`Goodness of Fit` calculator

advertisement
A ‘Goodness of Fit’ calculator
Mary Hostler, John Hostler, John Bamford, Helen Whitehouse.
HCD group, University of Manchester.
Introduction
The use of DSP hearing aids means that a wide range of options and settings is
available to the audiologist at fitting. These options include fast acting, nonlinear wide dynamic range compression, multiple channels, frequency shaping
in numerous bands, noise reduction algorithms, speech enhancement
algorithms, feedback suppression, multiple memories and multiple
microphones. One consequence of this flexibility is that at the verification stage
of the fitting process DSP hearing aids can be matched more closely to
prescribed targets (O’Donnell 2001). However in order to achieve this,
audiologists have to make subjective judgements about a ‘good’ match to
targets, using real ear gain and sound pressure level measures, or coupler
measures incorporating Real Ear to Coupler Differences (RECDs).
Guidance for making these judgements is given in ‘good practice guidance
for adult hearing aid fittings and services’ by Gatehouse et al (2000). It is
recommended that tolerances of only +/- 5dB at frequencies of 250, 500,
1000 and 2000 Hz and of +/- 8dB at 3000 and 4000 Hz are acceptable. It is
also recommended that the slope in each octave should be within +/5dB/octave of the target slope. These ideas have been reflected in a few
1
studies that have proposed objective scaled measures of ‘goodness of fit’

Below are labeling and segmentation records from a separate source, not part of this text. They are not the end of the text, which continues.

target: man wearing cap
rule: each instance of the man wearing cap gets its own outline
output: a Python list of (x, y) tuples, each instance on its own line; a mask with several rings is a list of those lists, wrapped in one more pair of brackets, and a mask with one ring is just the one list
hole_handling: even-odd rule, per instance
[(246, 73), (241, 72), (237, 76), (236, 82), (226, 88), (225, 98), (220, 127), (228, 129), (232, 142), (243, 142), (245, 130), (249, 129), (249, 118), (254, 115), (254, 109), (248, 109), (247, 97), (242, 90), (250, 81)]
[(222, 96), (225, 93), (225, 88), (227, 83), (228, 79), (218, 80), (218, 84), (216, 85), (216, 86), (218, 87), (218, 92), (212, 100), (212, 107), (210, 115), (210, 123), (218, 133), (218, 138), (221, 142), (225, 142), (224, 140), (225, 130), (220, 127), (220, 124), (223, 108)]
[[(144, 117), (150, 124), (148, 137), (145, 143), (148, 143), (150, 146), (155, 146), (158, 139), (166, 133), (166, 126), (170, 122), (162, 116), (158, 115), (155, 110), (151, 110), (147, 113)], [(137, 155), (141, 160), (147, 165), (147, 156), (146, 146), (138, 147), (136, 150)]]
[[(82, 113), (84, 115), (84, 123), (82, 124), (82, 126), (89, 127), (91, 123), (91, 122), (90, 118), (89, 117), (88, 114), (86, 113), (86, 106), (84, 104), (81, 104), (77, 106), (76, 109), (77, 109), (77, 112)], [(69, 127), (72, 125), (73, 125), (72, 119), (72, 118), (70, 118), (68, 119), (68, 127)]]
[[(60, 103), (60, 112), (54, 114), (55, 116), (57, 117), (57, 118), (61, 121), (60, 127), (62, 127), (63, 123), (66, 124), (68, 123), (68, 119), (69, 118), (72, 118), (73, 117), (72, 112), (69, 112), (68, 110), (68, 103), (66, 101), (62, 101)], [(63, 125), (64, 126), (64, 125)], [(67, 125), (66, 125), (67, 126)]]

(GoF). Hall and Rowson (Hall, 1997) developed a measure based on initial
proposals by Bamford (1997 unpublished). Their method used a calculation
of the difference in dB between the actual gain and the target values at four
frequencies of 250, 500, 1000, and 2000, Hz. In order to account for slope, a
doubling of the difference value was used where there was a change in
direction. This value was then subtracted from one hundred, giving a higher
score for a closer fit.
Hall’s method makes only a crude adjustment for slope differences and it
penalises ‘under-fit’ equally to ‘overshoot’, although in terms of access to the
Long Term Average Speech Spectrum (LTASS) the effects of these errors
are very different. ‘Under-fit’ reduces access to softer speech sounds
whereas the consequences of ‘overshoot’ depend on dynamic range and
‘headroom’ in the hearing aid output limitation settings. However Hall’s GoF
measure was used, though not further developed, by Dighe (2001) when
investigating discrepancies in real ear measures of children fitted with
hearing aids chosen either by traditional or theoretical fitting methods.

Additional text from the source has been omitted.